When AI is involved in writing code, modifying configurations, conducting reviews, or even co-authoring pull requests, do we have sufficient confidence to understand how every deviation occurs?
Green light signal
Can't reach all corners
Early AI helped with code by offering only local completions. If the syntax was incorrect, the compiler would throw an error, unit tests would fail, and the CI pipeline would reject it.
Today, AI coding has gone further, but regulation has yet to catch up.
It can read files, modify configurations, install dependencies, generate infrastructure scripts, and autonomously plan across multiple tasks via an Agent.
AI is no longer just sitting beside and handing over tools—it’s beginning to enter longer workflows in software engineering.
The originally clear boundaries in software engineering have been reconnected by AI agents into a longer, harder-to-trace path.
Decentralized records
A public voyage log is required.
Security incidents rarely have complete conclusions from the start. Some incidents have sufficient evidence to be included in the catalog as verified cases; others remain at the stage of community screenshots, researcher discussions, or preliminary disclosures and are better suited for continued monitoring;还有一些不绑定单一真实事件,却已经形成清晰模式,适合拿来做提前推演。
Narwhal AI Code Risks divides the materials into three layers: `cases/`, `inferred/`, and `scenarios/`.
cases/documented real-world events supported by publicly available sources and evidence chains;inferred/early signals that are not yet fully confirmed but warrant ongoing monitoring;scenarios/typical scenarios not tied to a single event but with sufficiently clear risk pathways.
Without such a public record, the risks of AI coding can easily become short-term memory on the internet.
Today everyone remembers a certain package name, tomorrow they discuss a certain data breach, and months later they’re swept up by the next wave of tooling trends. When similar issues arise again, the team still stumbles blindly into uncharted risky waters.
Narwhal AI Code Risks does is pin down these scattered risk fragments so that others can find the same page.
Along the seven categories of indices
See where the risk comes from
The problems brought by AI-generated code extend beyond the code itself—they exist in dependencies, permissions, tool calls by agents, and even in how humans trust AI outputs.
Narwhal AI Code Risks currently categorizes risks into seven types: supply chain, code-level vulnerabilities, cloud and infrastructure configuration, Agent risks, vertical domain risks, intellectual property and compliance risks, and human factors.
In supply chain risks, AI may recommend non-existent dependencies. In code-level vulnerabilities, AI may reintroduce path traversal, missing input validation, and authentication issues back into business code. In cloud and infrastructure configurations, AI may grant overly permissive permissions, public storage buckets, or exposed ports just to get the code running. Agent risks are even more complex, as AI goes beyond generating text and begins executing actions. AI-generated outputs are planting hidden dangers in real systems.
The AI engine is igniting
And the logbook of the voyage has just been opened
As AI gradually integrates into the real world, risk prevention and mitigation should not be limited to post-event reviews or scattered discussions.

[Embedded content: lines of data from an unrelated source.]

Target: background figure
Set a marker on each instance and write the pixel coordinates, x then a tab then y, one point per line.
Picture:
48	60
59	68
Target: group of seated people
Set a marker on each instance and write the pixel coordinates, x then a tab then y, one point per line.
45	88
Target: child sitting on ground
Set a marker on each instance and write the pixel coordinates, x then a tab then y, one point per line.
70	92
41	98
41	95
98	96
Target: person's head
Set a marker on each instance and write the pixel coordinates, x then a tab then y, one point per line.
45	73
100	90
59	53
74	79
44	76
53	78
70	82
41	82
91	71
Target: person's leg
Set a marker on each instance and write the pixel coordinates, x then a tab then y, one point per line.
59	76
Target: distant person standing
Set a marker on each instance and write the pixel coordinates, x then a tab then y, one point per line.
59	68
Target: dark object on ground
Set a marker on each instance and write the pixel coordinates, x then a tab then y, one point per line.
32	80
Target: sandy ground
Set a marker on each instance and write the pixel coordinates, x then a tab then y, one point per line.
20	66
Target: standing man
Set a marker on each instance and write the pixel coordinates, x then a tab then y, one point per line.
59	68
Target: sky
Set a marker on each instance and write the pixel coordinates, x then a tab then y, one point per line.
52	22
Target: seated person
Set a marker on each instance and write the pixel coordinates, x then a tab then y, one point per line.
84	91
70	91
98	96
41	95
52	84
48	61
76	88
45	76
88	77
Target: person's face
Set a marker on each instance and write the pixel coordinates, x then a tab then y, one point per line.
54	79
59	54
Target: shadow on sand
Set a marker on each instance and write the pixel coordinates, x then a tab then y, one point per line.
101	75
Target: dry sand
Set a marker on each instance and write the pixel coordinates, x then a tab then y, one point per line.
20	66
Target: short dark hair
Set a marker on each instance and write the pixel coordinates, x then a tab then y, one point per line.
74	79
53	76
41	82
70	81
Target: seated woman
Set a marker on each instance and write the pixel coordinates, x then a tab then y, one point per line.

The crucial part of Narwhal AI Code Risks is turning risk cases into reusable knowledge.
Developers can use it to identify similar issues; security researchers can treat it as a sample library; tool vendors can extract detection rules and evaluation benchmarks from it; and the open-source community can continue to add new cases, new evidence, and new risk types.
The AI engine is roaring, and every deviation should leave a coordinate. Risk never disappears because it’s ignored, but experience can be recorded and shared. What’s truly valuable isn’t discovering a single vulnerability, but ensuring others don’t have to step into the same trap.
Narwhal AI Code Risks is creating an open-source logbook for the software world in the year of AI applications.